Annoyingly Progressive Since 2006
That sounds like a good thing, but if exegesis means to first of all dismiss the idea that the Bible is inspired by God then the full meaning cannot be discovered if the Bible is inspired
It doesn’t “dismiss” the idea of inspiration; it simply doesn’t take it under consideration, because the concept of “inspiration” has no bearing on what the texts actually say.

If exegesis means that we assume that the Jewish religion came from other religions and that the stories were copied from other religions then we probably are assuming from the start that the Bible is wrong
“Right” and “wrong” are not part of the exegetical process. In exegesis, we assume that the texts are what they are: ancient texts written by ancient people, and that they say what they say. Discovering that they come from older traditions and cultures helps us to understand what they say.

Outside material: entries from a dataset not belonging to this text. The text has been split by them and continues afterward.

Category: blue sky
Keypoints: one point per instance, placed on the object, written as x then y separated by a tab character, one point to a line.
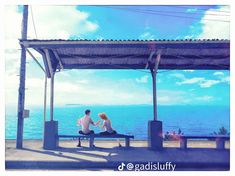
119	22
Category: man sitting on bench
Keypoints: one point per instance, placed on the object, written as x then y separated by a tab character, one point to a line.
106	125
85	122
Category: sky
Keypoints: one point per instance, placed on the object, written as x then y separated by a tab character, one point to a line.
117	87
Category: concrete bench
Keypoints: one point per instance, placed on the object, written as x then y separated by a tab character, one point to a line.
220	140
92	137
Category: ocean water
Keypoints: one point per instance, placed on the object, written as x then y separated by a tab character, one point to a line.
133	119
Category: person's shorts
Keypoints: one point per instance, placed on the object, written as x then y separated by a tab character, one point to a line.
81	132
107	133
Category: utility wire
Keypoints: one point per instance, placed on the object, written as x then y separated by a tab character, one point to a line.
196	7
191	13
160	14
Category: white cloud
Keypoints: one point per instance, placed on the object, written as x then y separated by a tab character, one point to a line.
189	71
178	75
205	98
208	83
61	22
191	81
190	10
51	22
143	79
218	73
216	29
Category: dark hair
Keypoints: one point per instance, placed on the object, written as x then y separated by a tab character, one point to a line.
87	111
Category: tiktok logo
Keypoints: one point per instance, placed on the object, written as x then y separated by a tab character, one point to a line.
121	167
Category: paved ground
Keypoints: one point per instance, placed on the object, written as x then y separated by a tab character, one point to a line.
107	155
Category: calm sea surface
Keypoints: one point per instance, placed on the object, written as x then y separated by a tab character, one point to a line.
195	120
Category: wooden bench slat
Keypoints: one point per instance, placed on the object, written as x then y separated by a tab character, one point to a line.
96	136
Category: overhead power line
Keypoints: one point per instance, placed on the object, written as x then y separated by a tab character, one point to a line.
196	7
160	13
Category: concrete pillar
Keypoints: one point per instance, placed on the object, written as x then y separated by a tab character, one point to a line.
50	135
155	138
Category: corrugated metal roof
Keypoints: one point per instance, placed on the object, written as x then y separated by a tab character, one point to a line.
160	40
124	54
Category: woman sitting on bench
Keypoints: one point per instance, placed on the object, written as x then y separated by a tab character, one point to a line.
106	125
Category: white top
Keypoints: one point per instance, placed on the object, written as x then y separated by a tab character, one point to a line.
107	126
85	123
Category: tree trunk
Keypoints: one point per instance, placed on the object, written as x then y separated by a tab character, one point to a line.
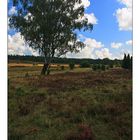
45	68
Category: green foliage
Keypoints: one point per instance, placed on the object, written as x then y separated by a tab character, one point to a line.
111	65
94	67
85	64
27	75
62	67
71	65
127	62
103	67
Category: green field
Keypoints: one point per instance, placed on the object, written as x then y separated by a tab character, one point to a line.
78	104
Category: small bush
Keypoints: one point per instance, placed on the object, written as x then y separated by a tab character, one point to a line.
48	71
99	66
103	67
94	67
85	64
71	65
111	65
27	74
62	67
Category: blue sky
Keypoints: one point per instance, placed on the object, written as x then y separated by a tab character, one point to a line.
111	35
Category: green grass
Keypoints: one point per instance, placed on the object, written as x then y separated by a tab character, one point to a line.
70	105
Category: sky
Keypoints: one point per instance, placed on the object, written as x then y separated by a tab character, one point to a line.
111	36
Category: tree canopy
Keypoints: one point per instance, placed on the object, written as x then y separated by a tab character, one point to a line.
49	26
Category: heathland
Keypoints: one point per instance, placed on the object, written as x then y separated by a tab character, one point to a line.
69	104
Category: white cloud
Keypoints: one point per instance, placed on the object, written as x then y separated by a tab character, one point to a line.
124	15
85	3
116	45
88	50
92	43
12	11
16	46
129	42
91	18
103	53
127	3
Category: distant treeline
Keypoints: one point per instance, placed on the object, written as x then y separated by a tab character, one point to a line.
39	59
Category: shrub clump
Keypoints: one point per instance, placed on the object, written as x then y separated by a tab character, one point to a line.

Admittedly in my position I assume that the Bible was inspired and so I end up with different meanings than you would
We’re not dealing with meaning in exegesis. We’re concerned with what the texts say. “What the texts say” and “what the texts mean” are two separate things.
But it is interesting to look at your sort of exegesis to potentially gain more insight into the meaning of the text
Exegesis — discovering what the texts say — forms the basis for a valid interpretation.

With the serpent I notice in the Bible that it did know more than Adam and Eve and that Adam wanted the wisdom the fruit gave, but I also notice that the serpent lies to them about the fact that they would die as a result of them eating the fruit
Actually it was the other way round. God told them that they would die when they ate it. But they didn’t. They lived, were expelled from the garden, and had children. That’s what the text says.

I think it is a stretch to say that the snake on the cross represents medical knowledge
It doesn’t. It is common knowledge that the serpent, in many cultures, represents wisdom. In the case of the caduceus, The rod symbolizes power, and the wings diligence and activity. The Greek Rod of Asclepius, the god of medicine, features a serpent wound around a rod. It is the case that the literary character of the serpent in the garden, coming from Sumerian mythos, also represents wisdom. That’s the way the text should be exegeted.